Three dimensional culture of animal cells in a fibrous bed bioreactor

The three-dimensional culturing effects were investigated with hybridoma AE-6, osteosarcoma (OST) and Chinese hamster ovary (CHO) cultured in a 3-D scaffold, nonwoven polyethylene terephathalate (PET) fibrous matrix. Hybridoma cells were cultured in externally packed fibrous bed bioreactor (FBB) to produce a monoclonal antibody (MAb). The effects of dilution rate, serum content and DO (dissolved oxygen) on metabolism and MAb production were analyzed with continuous and repeated-batch operations. In-process strategies to control cell immobilization and adhesion (CCUA) in the FBB were developed. The effects of serum content, DO, pH and medium flow rate on the cell physiological conditions and the immobilization strength in the FBB were studied using anchorage-dependent (osteosarcoma) and independent (hybridoma) cells cultured in internally and externally packed FBB. With the implementation of CCUA, both hybridoma and OST cultures had good long-term stability, and high cell density (2--4 x 108 cell/cm3 packed volume) and high cell viability (>90%) at the end of the culturing periods of four months and one month, respectively.;A dual-channel spirally packed bioreactor was proposed.

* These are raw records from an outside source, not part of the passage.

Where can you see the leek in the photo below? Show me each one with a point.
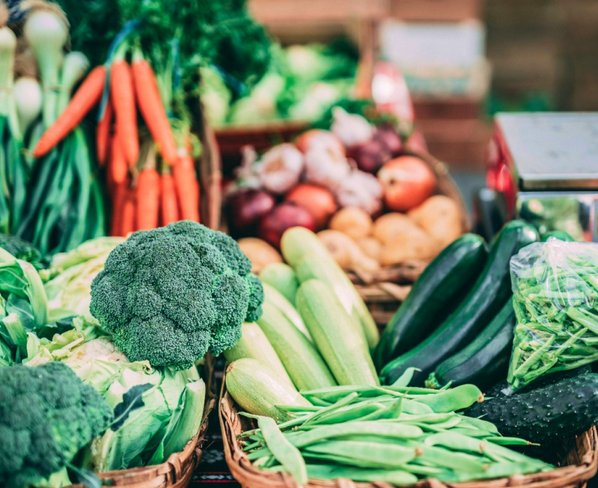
(46, 32)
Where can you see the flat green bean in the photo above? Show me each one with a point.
(284, 452)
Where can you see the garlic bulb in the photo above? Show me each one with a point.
(351, 129)
(280, 168)
(325, 167)
(361, 190)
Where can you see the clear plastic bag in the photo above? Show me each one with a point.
(555, 297)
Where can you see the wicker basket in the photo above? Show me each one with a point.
(384, 290)
(176, 472)
(579, 466)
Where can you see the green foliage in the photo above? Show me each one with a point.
(47, 414)
(165, 405)
(169, 295)
(21, 249)
(219, 32)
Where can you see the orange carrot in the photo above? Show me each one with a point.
(152, 109)
(120, 196)
(103, 135)
(187, 188)
(148, 195)
(117, 169)
(128, 213)
(123, 100)
(88, 94)
(168, 204)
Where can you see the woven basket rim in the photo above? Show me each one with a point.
(249, 476)
(180, 465)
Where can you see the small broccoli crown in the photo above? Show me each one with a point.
(172, 294)
(47, 414)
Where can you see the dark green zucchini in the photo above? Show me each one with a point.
(485, 360)
(551, 413)
(434, 295)
(488, 295)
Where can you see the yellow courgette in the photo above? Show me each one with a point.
(311, 260)
(255, 345)
(343, 348)
(301, 359)
(253, 386)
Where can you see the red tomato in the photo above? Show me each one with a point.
(317, 200)
(406, 182)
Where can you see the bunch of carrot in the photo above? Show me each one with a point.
(146, 191)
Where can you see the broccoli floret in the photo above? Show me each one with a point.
(47, 414)
(172, 294)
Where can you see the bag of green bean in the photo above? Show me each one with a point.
(555, 297)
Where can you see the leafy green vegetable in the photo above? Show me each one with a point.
(47, 415)
(169, 295)
(21, 249)
(555, 296)
(69, 277)
(157, 423)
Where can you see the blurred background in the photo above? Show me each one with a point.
(463, 60)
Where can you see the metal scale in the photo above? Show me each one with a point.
(546, 167)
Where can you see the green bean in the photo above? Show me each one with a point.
(397, 477)
(457, 398)
(438, 456)
(388, 430)
(405, 378)
(364, 454)
(284, 452)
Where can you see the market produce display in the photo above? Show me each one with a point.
(339, 181)
(555, 286)
(53, 201)
(144, 372)
(48, 415)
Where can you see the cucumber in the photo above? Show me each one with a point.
(489, 294)
(253, 386)
(300, 358)
(254, 344)
(281, 277)
(552, 413)
(273, 296)
(303, 250)
(434, 295)
(485, 360)
(331, 328)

The maximum cell density in this reactor is limited by the medium flow rate and was estimated to be 8.46 x 108/ml matrix. The effects of packing density and configuration were analyzed to optimize the bioreactor design.;Hybridoma and CHO were used to study the three-dimensional culturing effects on morphology, cell cycle, apoptosis and protein expression. Compared to the 2-D cultures on microcarrier, multiwell and 2D PET film surfaces, cells grown in 3-D matrices had higher protein production, smaller size, and higher percentage of G1/G0 cells. This is due to the formation of nonproliferation and nonapoptotic 3-D cellular clumps inside the 3-D matrix. The adverse effects such as decreasing serum content in the growth medium were not as prominent for cells grown in the 3-D matrix as in 2-D cultures.;A stable GFP-expressing CHO cell line was constructed. The correlation between GFP signal and cell number was established. The specific productivity of GFP was studied for cells cultured in 2-D and 3-D environments. The spatial distribution of GFP-expressed cells was visualized using a fluorescence microscope for 3-D cultures.